La Juventus vittoriosa sul campo del Lipsia - annunciato come primo vero test probante per la squadra di Thiago - non solo conferma la regola del 3 (se segna ne fa 3, altrimenti è 0-0) ma afferma una propria identità e al tempo stesso la capacità di evolversi tatticamente. Solida, rocciosa e impenetrabile in Italia (dove ancora non ha subito gol dopo 540'), intraprendente, audace, financo spregiudicata in Europa, dove neppure le vicissitudini negative sul campo tedesco hanno suggerito di arretrare il baricentro. Non è tanto vincere, che è già tanto, ma cercare di farlo nelle condizioni in cui era "ridotta" la Juve ieri a 15' dalla fine che dà la cifra di una "mentalità" evoluta. E capace di adattarsi camaleonticamente al contesto europeo. Perchè il Lipsia, a casa sua, non è il Como o il Verona, ma neppure la Roma, l'Empoli e lo stesso Napoli. E poco importa se negli ultimi 20 minuti (10 regolamentari più gli assurdi 9 e mezzo di recupero del mediocre transalpino Letexier) i bianconeri, nella splendida terza maglia di quest'anno, abbiano patito le pene dell'inferno. Vincere soffrendo è uno step necessario per qualsiasi grande squadra che aspiri a diventare grandissima.

Eh sì perchè questo 3-2 a Lipsia assomiglia a quegli esami di maturità che regalano consapevolezza e mentalità a tonnellate. Al netto dei referti medici che si attendono messianicamente (soprattutto su Bremer), la Juve "scopre" di avere non solo un complesso straordinariamente robusto ma anche individualità sorprendenti nella qualità della prestazione: un Fagioli sontuoso a guidare il centrocampo (con Locatelli, finora top player, rimasto 90' in panca), un McKennie infaticabile e versatile, capace di trasformarsi da mediano a terzino senza cedere 1 cm agli avversari. E su tutti la coppia difensiva, con un Gatti che non è più da wow e un Kalulu candidato a vincere il premio "Edgar Davids" del II millennio. Davanti poi c'è un Dusan Vlahovic sensazionale nella capacità di accendersi, dopo un primo tempo anonimo in cui comunque poteva procurare un rigore solare; nella imperiosità di incidere e nella volontà di farlo con due gol diversi ma entrambi gioiello. E un Conceicao ubriacante: che solo a pensare di fare quel gol (e poi farlo) fa capire di avere una "maleducazione" tattica e una proprietà tecnica sconfinata. 

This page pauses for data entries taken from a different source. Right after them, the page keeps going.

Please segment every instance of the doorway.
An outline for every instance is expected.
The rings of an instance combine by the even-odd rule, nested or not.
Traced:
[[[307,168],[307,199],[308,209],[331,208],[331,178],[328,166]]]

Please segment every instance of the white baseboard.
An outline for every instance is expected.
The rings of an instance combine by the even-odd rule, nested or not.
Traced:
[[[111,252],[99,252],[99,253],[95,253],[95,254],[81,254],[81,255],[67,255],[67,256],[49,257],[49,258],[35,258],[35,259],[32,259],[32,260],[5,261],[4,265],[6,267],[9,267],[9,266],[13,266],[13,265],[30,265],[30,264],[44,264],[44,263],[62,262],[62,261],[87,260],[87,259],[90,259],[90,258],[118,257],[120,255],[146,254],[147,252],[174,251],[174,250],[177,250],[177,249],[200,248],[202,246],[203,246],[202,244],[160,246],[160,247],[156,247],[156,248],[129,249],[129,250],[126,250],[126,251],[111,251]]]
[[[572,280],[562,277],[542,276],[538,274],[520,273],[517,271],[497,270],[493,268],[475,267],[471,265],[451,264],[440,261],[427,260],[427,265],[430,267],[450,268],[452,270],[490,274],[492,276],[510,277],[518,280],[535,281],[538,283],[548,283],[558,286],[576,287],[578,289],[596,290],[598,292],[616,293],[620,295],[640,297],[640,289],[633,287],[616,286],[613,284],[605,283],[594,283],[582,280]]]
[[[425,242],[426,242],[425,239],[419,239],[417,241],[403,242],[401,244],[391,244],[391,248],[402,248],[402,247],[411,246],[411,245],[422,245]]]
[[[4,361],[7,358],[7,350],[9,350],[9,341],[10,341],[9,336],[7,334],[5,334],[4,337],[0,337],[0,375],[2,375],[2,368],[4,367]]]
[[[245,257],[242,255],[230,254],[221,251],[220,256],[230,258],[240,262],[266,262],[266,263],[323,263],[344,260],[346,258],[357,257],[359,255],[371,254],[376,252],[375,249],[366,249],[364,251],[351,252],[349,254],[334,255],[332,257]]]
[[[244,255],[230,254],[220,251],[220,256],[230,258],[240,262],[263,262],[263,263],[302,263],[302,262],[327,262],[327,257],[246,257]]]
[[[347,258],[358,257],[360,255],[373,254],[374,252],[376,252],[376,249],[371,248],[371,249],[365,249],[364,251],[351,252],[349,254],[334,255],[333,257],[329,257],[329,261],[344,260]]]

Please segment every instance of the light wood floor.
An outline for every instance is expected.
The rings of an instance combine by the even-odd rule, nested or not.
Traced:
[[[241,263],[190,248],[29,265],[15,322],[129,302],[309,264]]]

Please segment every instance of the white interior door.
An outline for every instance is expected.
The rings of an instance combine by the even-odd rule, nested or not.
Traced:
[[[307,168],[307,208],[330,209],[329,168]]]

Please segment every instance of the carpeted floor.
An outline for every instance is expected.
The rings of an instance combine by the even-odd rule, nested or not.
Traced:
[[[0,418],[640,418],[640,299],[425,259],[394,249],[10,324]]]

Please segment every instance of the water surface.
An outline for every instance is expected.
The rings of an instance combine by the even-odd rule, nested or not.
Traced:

La foto della serata è nello sguardo tarantolato di Thiago Motta che si avvinghia su Conceicao e viene travolto dal groviglio di abbracci della panchina, rimediando anche un bernoccolo. Quella concitazione travolgente diventa consapevolezza. Forza. Solidità.

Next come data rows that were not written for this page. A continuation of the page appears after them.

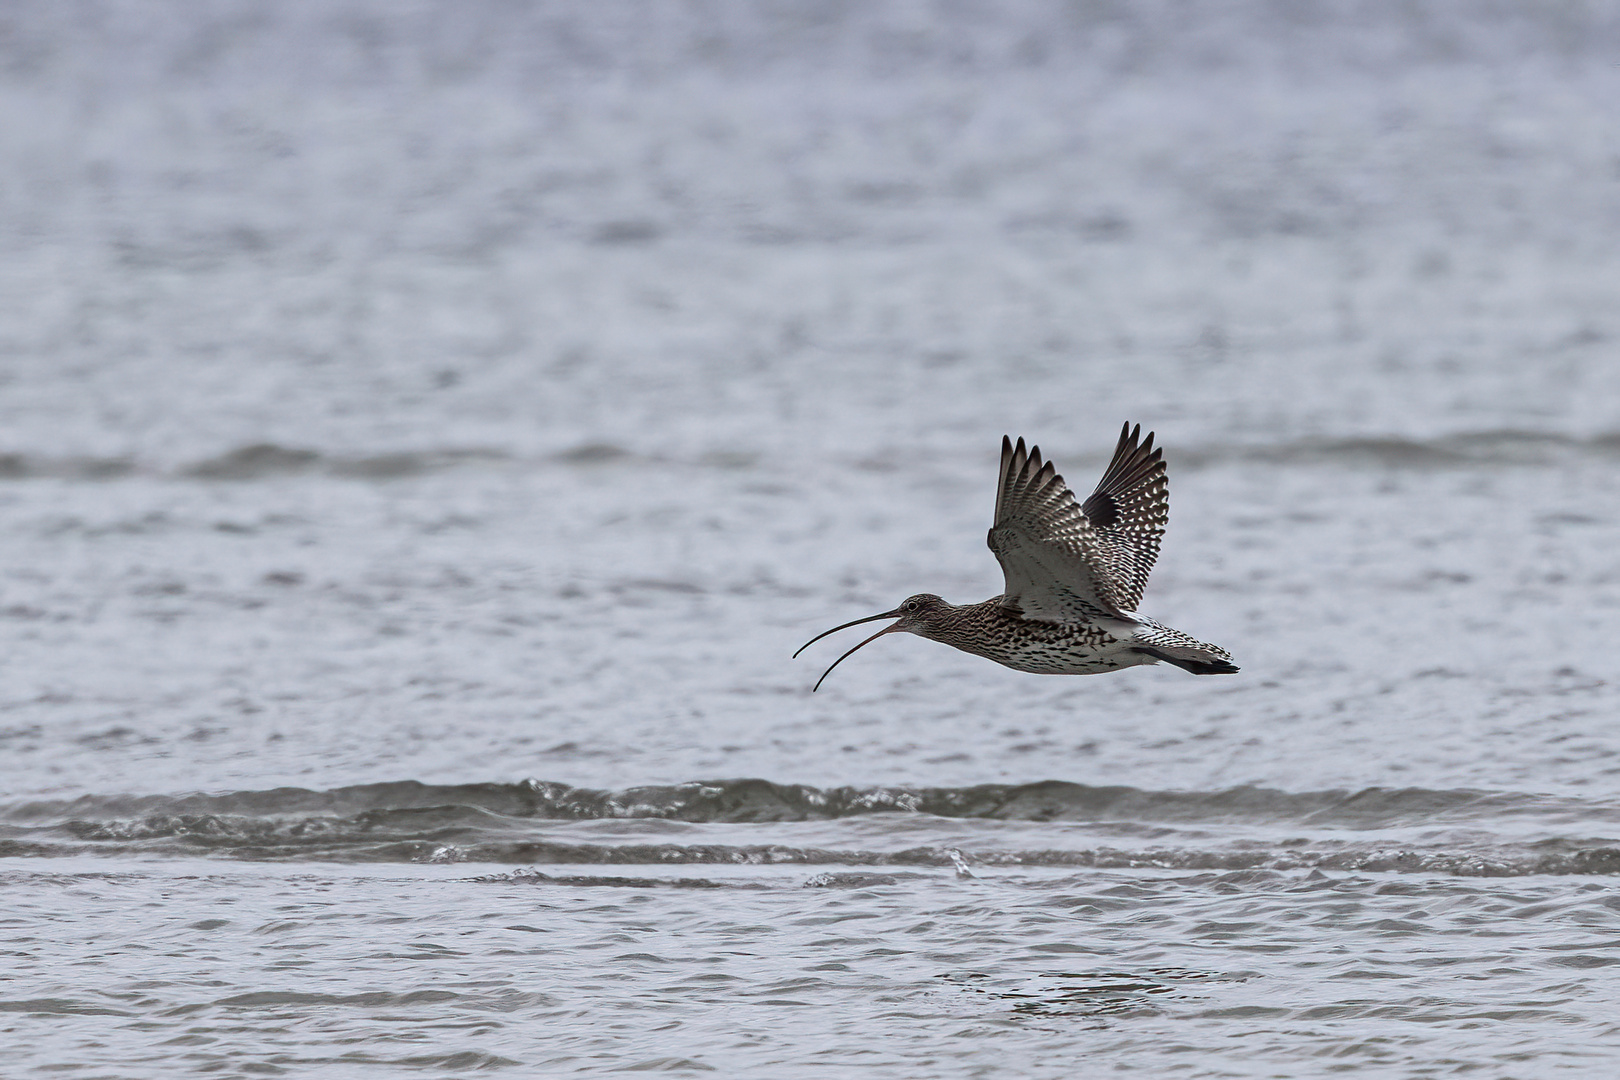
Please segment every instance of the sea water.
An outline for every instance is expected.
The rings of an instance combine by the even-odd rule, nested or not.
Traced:
[[[6,20],[0,1075],[1614,1068],[1615,5]]]

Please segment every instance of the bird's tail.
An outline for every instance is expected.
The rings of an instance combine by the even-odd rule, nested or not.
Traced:
[[[1199,641],[1180,630],[1144,622],[1135,634],[1133,647],[1137,652],[1174,664],[1194,675],[1231,675],[1238,666],[1232,663],[1232,654],[1219,645]]]

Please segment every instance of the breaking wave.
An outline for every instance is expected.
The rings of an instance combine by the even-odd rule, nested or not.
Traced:
[[[1253,822],[1387,828],[1503,815],[1558,816],[1620,822],[1620,806],[1545,795],[1468,788],[1364,788],[1286,792],[1239,786],[1219,791],[1147,791],[1063,780],[970,787],[832,787],[770,780],[693,781],[605,791],[542,780],[519,783],[423,784],[414,780],[311,791],[273,788],[190,795],[87,795],[14,803],[0,821],[246,816],[350,816],[378,825],[404,815],[472,823],[481,814],[507,818],[586,820],[659,818],[685,822],[814,821],[906,812],[1005,821]]]
[[[890,820],[892,831],[883,827]],[[1617,820],[1620,807],[1606,804],[1423,788],[1184,792],[1063,781],[817,788],[739,779],[602,791],[534,780],[401,781],[20,802],[0,809],[0,856],[1616,874],[1620,843],[1590,833]],[[680,823],[681,832],[666,839],[589,831],[591,823],[615,821]],[[784,827],[859,821],[867,825],[814,837]],[[918,823],[929,821],[953,837],[918,843],[926,839]],[[1500,834],[1509,822],[1521,826],[1513,838]]]

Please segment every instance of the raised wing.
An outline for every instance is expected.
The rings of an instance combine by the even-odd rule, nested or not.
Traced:
[[[1120,432],[1097,490],[1074,493],[1038,447],[1001,440],[1001,484],[990,550],[1006,576],[1005,603],[1025,618],[1128,618],[1159,555],[1170,518],[1162,451],[1142,428]]]
[[[1148,575],[1159,561],[1159,541],[1170,523],[1170,477],[1164,451],[1153,448],[1153,432],[1126,424],[1114,458],[1080,511],[1102,538],[1108,576],[1131,611],[1142,602]]]

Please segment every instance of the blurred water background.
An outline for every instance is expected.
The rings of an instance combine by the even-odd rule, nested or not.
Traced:
[[[1605,1075],[1620,4],[14,0],[8,1077]],[[1000,590],[1158,432],[1241,675]]]

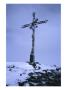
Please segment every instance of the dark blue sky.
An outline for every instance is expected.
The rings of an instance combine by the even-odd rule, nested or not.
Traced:
[[[35,33],[35,59],[46,65],[60,65],[61,6],[59,4],[7,4],[6,5],[6,59],[28,61],[31,52],[29,28],[21,26],[32,21],[36,12],[39,20],[48,19]]]

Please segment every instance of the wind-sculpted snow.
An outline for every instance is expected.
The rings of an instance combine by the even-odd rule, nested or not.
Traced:
[[[39,67],[39,68],[38,68]],[[8,62],[6,66],[6,86],[60,86],[61,68],[25,62]]]

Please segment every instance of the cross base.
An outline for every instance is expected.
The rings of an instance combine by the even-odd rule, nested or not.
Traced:
[[[34,55],[30,54],[30,65],[32,65],[34,68],[36,68],[36,63],[35,63],[35,59],[34,59]]]
[[[30,55],[30,63],[33,63],[35,60],[34,60],[34,55]]]

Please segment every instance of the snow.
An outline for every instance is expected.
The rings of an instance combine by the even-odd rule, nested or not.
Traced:
[[[14,68],[12,68],[15,66]],[[24,81],[33,67],[24,62],[8,62],[6,69],[6,81],[8,85],[17,85],[18,80]]]
[[[25,62],[7,62],[7,66],[8,65],[15,65],[18,66],[19,68],[23,68],[23,69],[33,69],[33,67],[31,65],[29,65],[28,63]]]
[[[29,73],[38,72],[46,69],[56,69],[54,66],[46,66],[37,64],[41,69],[34,70],[32,65],[26,62],[7,62],[6,65],[6,84],[9,86],[18,86],[19,81],[25,81],[29,77]]]

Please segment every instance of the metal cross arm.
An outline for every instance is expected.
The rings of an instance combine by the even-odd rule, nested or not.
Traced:
[[[38,19],[35,19],[35,21],[33,21],[32,23],[23,25],[22,28],[26,28],[26,27],[30,28],[31,26],[37,26],[38,24],[47,23],[47,21],[48,20],[38,21]]]
[[[25,24],[21,28],[26,28],[26,27],[29,27],[29,26],[30,26],[30,24]]]
[[[47,23],[48,20],[45,20],[45,21],[39,21],[37,22],[37,24],[42,24],[42,23]]]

Per carità, non mancano anche in questa memorabile serata le note stonate (un Luiz svagato che entra in infradito e procura rigore come se stesse giochicchiando sulla spiaggia di Copacabana, o un Yldiz ancora acerbo per certe contese ad alto spessore). Resta però dominante la sensazione dell'impresa. Contro tutto e contro tutti. 

Che proprio per questo, ha un sapore ancora più... da Juventus.